People · Harley Earl · Chapter 1 of 6
The Carriage Trade
Hollywood, California — the 1900s and 1910s
Harley Jarvis Earl is born November 22, 1893, in a house in Hollywood, named for his maternal grandfather, Harley Taft — a small detail that tells you this is a family that takes names, and image, seriously. His father, J.W. Earl, had opened a carriage and blacksmith shop downtown back in 1889, building and repairing horse-drawn vehicles the ordinary way. Then the automobile arrived, and J.W. did what smart tradesmen do: he adapted. By 1908 the shop has a new name, Earl Automobile Works, and a new specialty — custom bodies, built by hand, for people who could afford to want something no one else had.
Hollywood in these years is a boomtown, and its new aristocracy is the movies. Earl Automobile Works becomes the place where that aristocracy goes to be seen arriving. The comedian Roscoe “Fatty” Arbuckle, determined to outdo his friends, orders a creation so outrageous it costs $28,000 — a fortune, for a car, in the 1910s. Western star Tom Mix, Hollywood's first great cowboy idol, gets his own Earl-built machine. Harley grows up in the shop watching his father dress up horsepower for people whose whole business is being watched. It's an education no design school could offer: cars, he learns early, are never just machines. They're costume.
What the shop taught him
- That a car's shape could carry as much meaning as its engine — a lesson Detroit's engineer-run body departments had never bothered to learn.
- That the customer paying for a custom body wasn't just buying transport. He was buying an entrance.
- That showmanship and craftsmanship weren't opposites — they were the same skill, aimed at different audiences.

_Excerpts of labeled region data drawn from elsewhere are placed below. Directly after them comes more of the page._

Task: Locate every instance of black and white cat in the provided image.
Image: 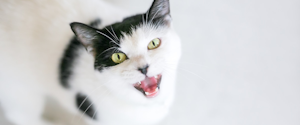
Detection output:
[0,0,181,125]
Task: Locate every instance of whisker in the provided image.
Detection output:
[146,10,150,24]
[105,27,118,41]
[97,31,120,46]
[110,26,121,43]
[150,9,159,23]
[96,47,118,58]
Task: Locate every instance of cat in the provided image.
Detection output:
[0,0,181,125]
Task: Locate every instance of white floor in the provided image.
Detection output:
[0,0,300,125]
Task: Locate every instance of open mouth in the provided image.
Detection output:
[133,74,162,98]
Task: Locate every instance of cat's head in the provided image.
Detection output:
[71,0,181,103]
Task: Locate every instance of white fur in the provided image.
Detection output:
[0,0,181,125]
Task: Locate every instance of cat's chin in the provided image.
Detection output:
[133,74,162,98]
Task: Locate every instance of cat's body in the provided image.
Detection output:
[0,0,180,125]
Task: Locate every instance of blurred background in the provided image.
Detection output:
[0,0,300,125]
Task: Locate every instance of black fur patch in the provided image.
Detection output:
[76,93,97,120]
[60,37,82,88]
[60,19,101,88]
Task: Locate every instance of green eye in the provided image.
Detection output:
[148,38,161,50]
[111,53,126,63]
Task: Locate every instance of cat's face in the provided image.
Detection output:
[71,0,181,103]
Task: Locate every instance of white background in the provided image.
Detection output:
[0,0,300,125]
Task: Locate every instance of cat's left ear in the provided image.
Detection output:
[70,22,100,52]
[146,0,171,25]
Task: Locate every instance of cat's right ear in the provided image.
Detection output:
[70,22,99,52]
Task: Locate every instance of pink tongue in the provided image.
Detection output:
[141,77,157,93]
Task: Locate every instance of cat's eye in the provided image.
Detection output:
[111,53,127,63]
[148,38,161,50]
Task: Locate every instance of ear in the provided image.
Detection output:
[148,0,171,23]
[70,22,100,52]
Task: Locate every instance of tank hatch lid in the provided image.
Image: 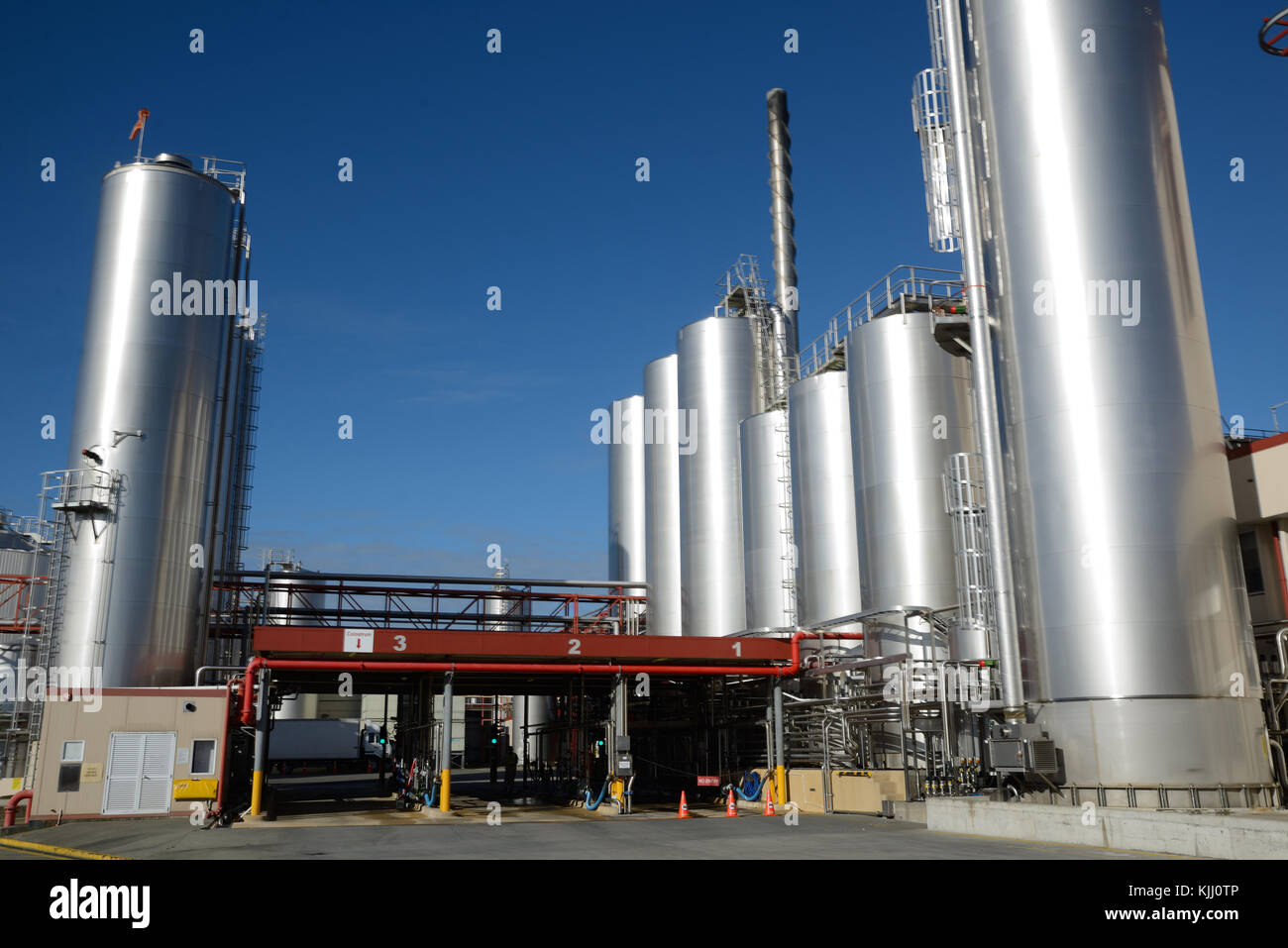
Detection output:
[152,152,196,171]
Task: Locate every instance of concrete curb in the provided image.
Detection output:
[926,798,1288,859]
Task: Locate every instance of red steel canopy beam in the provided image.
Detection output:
[254,626,791,664]
[241,630,863,724]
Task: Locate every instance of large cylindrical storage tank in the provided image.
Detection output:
[846,313,975,658]
[966,0,1270,799]
[58,159,237,686]
[644,355,692,635]
[678,317,756,636]
[787,372,863,631]
[608,395,647,582]
[739,408,796,629]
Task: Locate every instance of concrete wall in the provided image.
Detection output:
[926,798,1288,859]
[31,686,228,819]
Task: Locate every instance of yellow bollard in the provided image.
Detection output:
[250,771,265,816]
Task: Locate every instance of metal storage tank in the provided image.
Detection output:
[739,409,796,629]
[787,372,863,631]
[846,313,975,658]
[59,156,239,686]
[966,0,1270,786]
[510,694,551,772]
[677,317,757,636]
[644,355,688,635]
[608,395,648,589]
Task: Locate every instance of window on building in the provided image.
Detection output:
[1239,529,1266,596]
[190,738,215,777]
[58,741,85,793]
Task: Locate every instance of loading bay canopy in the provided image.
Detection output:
[254,626,794,694]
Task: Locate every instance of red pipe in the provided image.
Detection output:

He starts at Stanford, as sons of successful men were expected to, and doesn't finish — the pull of the family shop is stronger than the pull of a lecture hall. He goes back to work beside his father instead, learning the trade directly: how to sketch a body, how to sell a rich man on a shape he didn't know he wanted, how to make something enormous and expensive look effortless. In 1919, the Cadillac dealer Don Lee buys Earl Automobile Works outright and keeps Harley on as chief customizer — Hollywood's coachbuilder-in-residence, answering to no design committee, no engineering department, no one but his clients' vanity and his own eye.
It is, in miniature, exactly the job Harley Earl will spend the rest of his career trying to convince a much larger and much more skeptical audience that the whole automobile industry actually needs.